La foto iconica ritrae nel suo stadio, nella sua città, tra la sua gente, Lorenzo Insigne con i suoi compagni e a bordo campo l’allenatore e la panchina: tutto il Napoli e Napoli unite nel lungo abbraccio al loro ragazzo, in un arcobaleno di gioie e rimpianti, sorpassi e controsorpassi di emozioni, come se fosse un Moto Gp.

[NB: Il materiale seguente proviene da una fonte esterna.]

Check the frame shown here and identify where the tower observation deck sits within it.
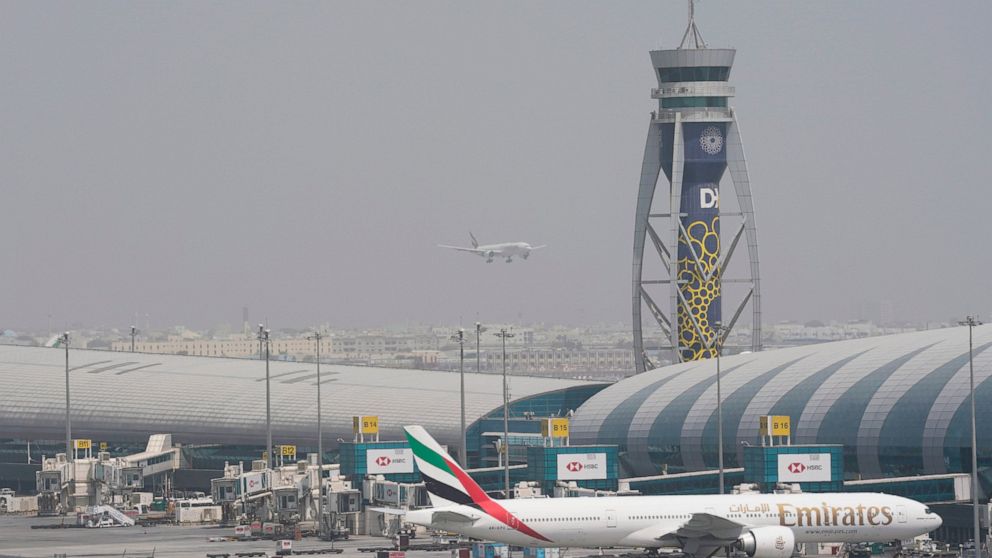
[633,4,761,372]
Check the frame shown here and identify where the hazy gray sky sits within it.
[0,0,992,327]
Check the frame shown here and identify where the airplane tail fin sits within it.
[403,426,492,508]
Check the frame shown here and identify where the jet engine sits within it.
[734,527,796,558]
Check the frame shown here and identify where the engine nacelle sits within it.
[734,527,796,558]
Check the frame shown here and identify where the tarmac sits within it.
[0,516,451,558]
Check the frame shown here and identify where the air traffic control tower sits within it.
[633,0,761,372]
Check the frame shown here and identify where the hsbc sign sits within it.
[558,453,607,480]
[365,448,413,475]
[778,453,833,482]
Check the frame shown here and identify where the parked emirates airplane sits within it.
[438,232,547,263]
[404,426,941,558]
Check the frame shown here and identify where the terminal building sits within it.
[0,326,992,540]
[571,325,992,479]
[0,325,992,486]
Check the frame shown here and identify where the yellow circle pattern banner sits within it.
[678,216,720,361]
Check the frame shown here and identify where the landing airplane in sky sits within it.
[438,232,547,263]
[397,426,941,558]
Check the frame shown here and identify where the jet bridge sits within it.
[35,434,180,515]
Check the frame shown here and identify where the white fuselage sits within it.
[406,493,941,548]
[476,242,531,258]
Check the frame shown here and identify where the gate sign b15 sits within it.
[778,453,833,482]
[365,448,413,475]
[558,453,606,480]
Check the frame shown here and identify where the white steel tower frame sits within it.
[632,46,761,373]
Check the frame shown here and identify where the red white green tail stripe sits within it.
[404,426,551,542]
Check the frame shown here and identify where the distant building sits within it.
[485,349,634,372]
[110,336,334,360]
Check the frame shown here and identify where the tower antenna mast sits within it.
[679,0,706,48]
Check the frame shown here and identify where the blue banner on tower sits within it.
[677,122,727,361]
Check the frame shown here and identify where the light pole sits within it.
[714,322,727,494]
[451,328,468,468]
[306,331,324,534]
[59,331,73,462]
[258,324,272,469]
[958,316,982,558]
[475,322,486,374]
[496,327,514,500]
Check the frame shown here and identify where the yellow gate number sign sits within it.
[351,416,379,434]
[758,415,792,436]
[541,418,568,438]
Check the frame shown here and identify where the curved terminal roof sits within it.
[0,345,593,446]
[570,325,992,478]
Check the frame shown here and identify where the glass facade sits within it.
[571,326,992,479]
[658,66,730,83]
[661,97,727,108]
[465,384,609,467]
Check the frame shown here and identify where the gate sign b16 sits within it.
[558,453,606,480]
[778,453,833,482]
[365,448,413,475]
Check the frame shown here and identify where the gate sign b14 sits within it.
[558,453,606,480]
[778,453,833,482]
[365,448,413,475]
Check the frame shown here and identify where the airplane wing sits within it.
[366,508,407,515]
[437,244,486,254]
[623,513,746,558]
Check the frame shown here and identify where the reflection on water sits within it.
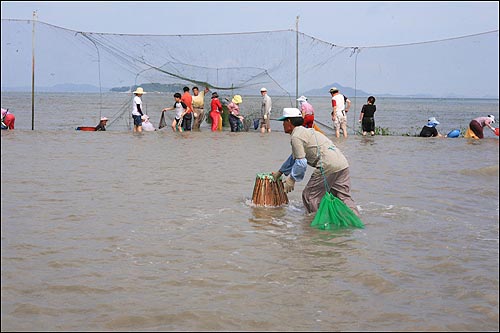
[1,96,499,331]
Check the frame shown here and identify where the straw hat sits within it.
[232,95,243,104]
[297,95,307,102]
[134,87,145,95]
[276,108,302,121]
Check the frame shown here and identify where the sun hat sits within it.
[232,95,243,104]
[297,95,307,102]
[134,87,145,94]
[276,108,302,121]
[427,117,439,127]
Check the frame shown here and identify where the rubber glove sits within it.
[283,175,295,193]
[271,171,282,181]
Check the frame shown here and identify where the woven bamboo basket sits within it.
[252,173,288,207]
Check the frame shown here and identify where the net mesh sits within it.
[1,19,499,130]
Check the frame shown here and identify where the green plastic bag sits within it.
[311,192,365,230]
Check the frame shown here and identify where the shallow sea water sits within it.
[1,94,499,331]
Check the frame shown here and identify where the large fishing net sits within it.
[1,19,499,130]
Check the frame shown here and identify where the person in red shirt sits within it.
[2,108,16,129]
[181,87,193,131]
[210,92,222,132]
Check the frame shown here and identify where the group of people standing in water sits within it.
[83,87,498,139]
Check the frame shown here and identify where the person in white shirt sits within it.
[141,114,156,132]
[330,87,350,138]
[132,87,145,132]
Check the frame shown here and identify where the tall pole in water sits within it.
[31,10,36,131]
[295,15,299,107]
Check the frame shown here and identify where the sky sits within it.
[1,1,499,96]
[1,1,499,46]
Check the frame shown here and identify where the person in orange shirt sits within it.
[210,92,222,132]
[2,108,16,129]
[181,87,193,131]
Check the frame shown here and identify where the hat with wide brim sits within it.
[427,117,440,127]
[232,95,243,104]
[134,87,145,94]
[276,108,302,121]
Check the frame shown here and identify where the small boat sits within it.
[76,126,95,132]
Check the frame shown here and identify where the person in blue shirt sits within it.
[419,117,443,138]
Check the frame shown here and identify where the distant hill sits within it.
[2,83,109,93]
[303,83,372,97]
[109,83,187,93]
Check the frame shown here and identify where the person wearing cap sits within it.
[132,87,145,132]
[297,96,314,128]
[260,88,273,133]
[2,108,16,129]
[210,91,222,132]
[192,87,210,130]
[273,108,359,216]
[161,93,187,132]
[330,87,347,138]
[227,95,244,132]
[181,87,193,131]
[359,96,377,136]
[419,117,443,138]
[465,114,496,139]
[95,117,108,131]
[141,114,156,132]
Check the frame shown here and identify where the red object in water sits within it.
[76,126,95,132]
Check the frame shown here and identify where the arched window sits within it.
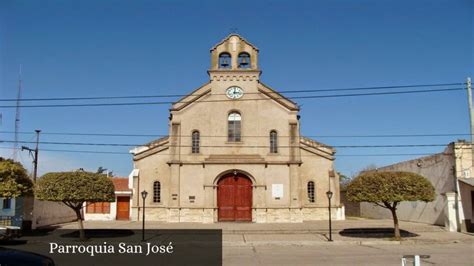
[191,130,199,153]
[239,53,250,68]
[219,53,232,68]
[308,181,315,202]
[227,112,242,142]
[270,130,278,153]
[153,181,161,203]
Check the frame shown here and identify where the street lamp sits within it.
[326,190,333,241]
[142,190,148,241]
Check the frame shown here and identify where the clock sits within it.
[225,86,244,100]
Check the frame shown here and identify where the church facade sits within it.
[129,34,344,223]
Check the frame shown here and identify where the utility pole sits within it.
[21,129,41,182]
[461,77,474,172]
[13,65,22,161]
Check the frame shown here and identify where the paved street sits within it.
[51,219,474,265]
[223,242,474,266]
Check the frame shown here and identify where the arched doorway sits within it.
[217,173,252,222]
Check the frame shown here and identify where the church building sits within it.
[129,34,344,223]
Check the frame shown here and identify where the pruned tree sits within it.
[0,157,33,198]
[36,171,115,240]
[347,171,435,239]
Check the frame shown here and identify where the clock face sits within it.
[225,86,244,99]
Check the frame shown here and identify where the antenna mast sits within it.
[13,65,22,161]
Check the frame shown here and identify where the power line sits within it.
[0,140,446,148]
[0,131,471,138]
[0,147,453,157]
[0,88,465,108]
[0,82,466,102]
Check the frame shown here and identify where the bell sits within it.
[221,59,229,67]
[240,56,249,66]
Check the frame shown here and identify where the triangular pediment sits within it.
[211,33,258,52]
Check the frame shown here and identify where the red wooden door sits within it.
[217,175,252,221]
[116,197,130,220]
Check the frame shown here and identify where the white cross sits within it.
[230,38,239,52]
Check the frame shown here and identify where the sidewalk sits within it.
[52,219,474,246]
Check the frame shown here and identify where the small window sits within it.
[191,131,199,153]
[239,53,250,68]
[153,181,161,203]
[308,181,314,202]
[270,130,278,153]
[3,198,12,209]
[86,202,110,214]
[219,53,232,69]
[227,112,242,142]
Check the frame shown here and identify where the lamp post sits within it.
[142,190,148,241]
[326,190,333,241]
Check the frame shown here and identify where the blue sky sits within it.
[0,0,474,176]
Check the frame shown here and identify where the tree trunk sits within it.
[74,207,86,241]
[390,208,400,240]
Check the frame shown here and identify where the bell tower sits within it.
[209,33,261,76]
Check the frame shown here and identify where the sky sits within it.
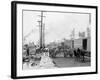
[23,11,90,44]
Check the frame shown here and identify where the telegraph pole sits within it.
[38,11,45,48]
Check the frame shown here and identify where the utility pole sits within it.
[38,11,45,48]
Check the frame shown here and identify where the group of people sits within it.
[73,48,85,62]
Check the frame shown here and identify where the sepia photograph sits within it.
[22,10,91,70]
[11,1,97,79]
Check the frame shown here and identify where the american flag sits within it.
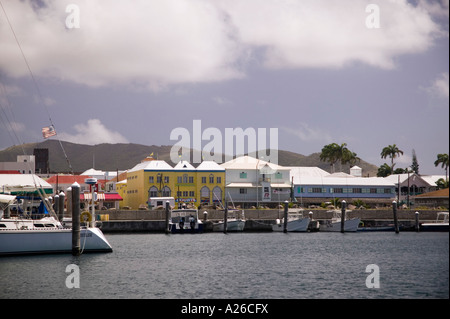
[42,125,56,138]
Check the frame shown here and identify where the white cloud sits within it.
[58,119,129,145]
[425,72,449,100]
[281,123,331,142]
[0,0,440,91]
[212,96,233,105]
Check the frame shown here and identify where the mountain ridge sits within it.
[0,140,378,176]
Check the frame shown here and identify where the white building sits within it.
[0,155,36,174]
[220,156,291,207]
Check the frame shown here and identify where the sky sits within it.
[0,0,449,174]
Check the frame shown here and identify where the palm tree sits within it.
[320,143,361,172]
[434,154,448,181]
[381,144,403,171]
[319,143,339,173]
[377,163,392,177]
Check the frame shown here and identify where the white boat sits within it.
[319,210,361,232]
[419,212,449,231]
[0,217,112,256]
[213,210,245,232]
[272,213,311,232]
[169,208,203,234]
[0,195,112,256]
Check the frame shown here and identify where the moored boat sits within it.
[419,212,449,232]
[272,213,311,232]
[0,195,112,256]
[320,210,361,232]
[169,208,203,234]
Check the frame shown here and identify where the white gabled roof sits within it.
[290,166,330,184]
[220,156,290,171]
[173,160,195,171]
[197,161,225,172]
[80,168,105,176]
[0,174,52,191]
[128,160,173,173]
[294,176,395,187]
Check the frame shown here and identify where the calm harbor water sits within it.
[0,232,449,299]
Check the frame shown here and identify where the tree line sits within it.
[319,143,449,188]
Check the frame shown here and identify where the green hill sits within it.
[0,140,378,176]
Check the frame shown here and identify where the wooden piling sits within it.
[53,194,62,222]
[165,201,170,234]
[223,202,228,234]
[415,212,420,232]
[392,201,399,234]
[57,192,66,223]
[341,200,347,233]
[66,187,72,218]
[283,201,289,233]
[71,182,81,256]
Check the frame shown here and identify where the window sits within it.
[162,186,172,197]
[149,186,158,197]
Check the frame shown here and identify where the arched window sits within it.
[213,186,222,203]
[200,186,210,203]
[148,186,158,197]
[162,186,172,197]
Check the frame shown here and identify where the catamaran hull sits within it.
[319,218,361,232]
[0,228,112,256]
[272,218,311,232]
[169,223,203,234]
[213,220,245,232]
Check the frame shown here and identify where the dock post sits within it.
[223,202,228,234]
[341,200,347,233]
[53,193,62,222]
[66,187,72,222]
[415,212,420,232]
[57,191,66,223]
[71,182,81,256]
[283,200,289,233]
[392,200,399,234]
[165,201,170,234]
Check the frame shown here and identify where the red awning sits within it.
[80,193,123,202]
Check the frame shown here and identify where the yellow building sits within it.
[196,161,225,206]
[121,158,225,209]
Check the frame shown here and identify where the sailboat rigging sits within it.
[0,0,112,256]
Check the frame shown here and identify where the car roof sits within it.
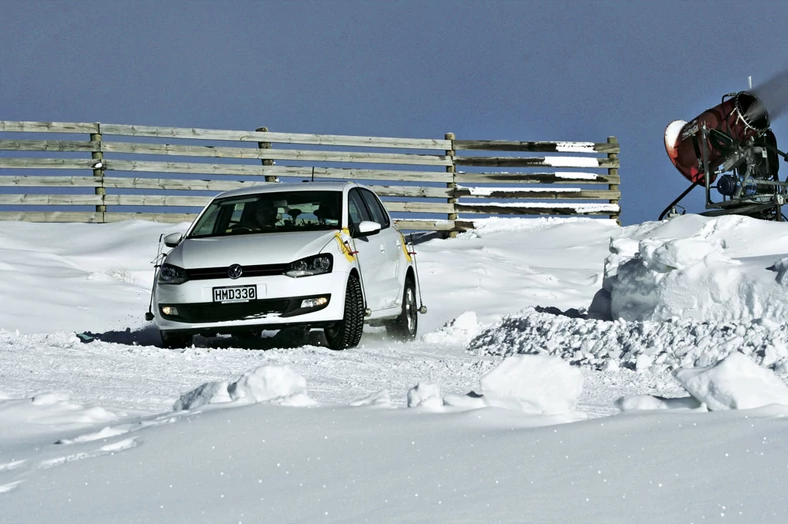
[215,182,363,198]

Certo non è più un ragazzo, Lorenzo Insigne, anche se non ha mai smesso di sembrarlo pur con qualche filo bianco tra i capelli e qualche cicatrice in più sulle ginocchia. L’ossessione gli è rimasta, pura e nitida: quella di Insigne si chiama separazione, quella che lo dividerà dalla sua Napoli. Come un amore finito sul più bello, a un passo dal matrimonio. Ossessione rara, in un mondo calcio-centrico, e rara ancor più per un giovane uomo che esce e va via dal suo mondo azzurro. Ma il suo addio ha un motivo, e quel motivo ha un nome e delle coordinate. Una città del calcio, spesso matrigna, che ti attira e ti respinge e una ruggine rimasta tale tra lui e il “delaurentismo”. Certo, Insigne lascia Napoli per Toronto e per un bel mucchio di milioni. Ma io gli riconosco sino all’ultimo tormento dell’anima, altrimenti mi nevicherebbe dentro.
Era un bambino quando, nel 2011, il Pescara, si prese lui e un altro della nidiata napoletana: Ciro Immobile. Insigne diventó Insigne, soddisfacendo il più tradizionale quanto imprevedibile cliché della cenerentola che diventa regina. O, come forse amano di più da queste parti, dello scugnizzo che diventa uomo. Lorenzo Insigne era il bambino che oggi è l’icona di questo suo trionfo.
Ah, già, dimenticavo: il Napoli ha battuto il Genoa 3-0 (e lui, Lorenzo, ha segnato l’ultimo suo gol su quel prato) e ha terminato il campionato al terzo posto. Tuttavia ora si ricomincia, la storia azzurra continua.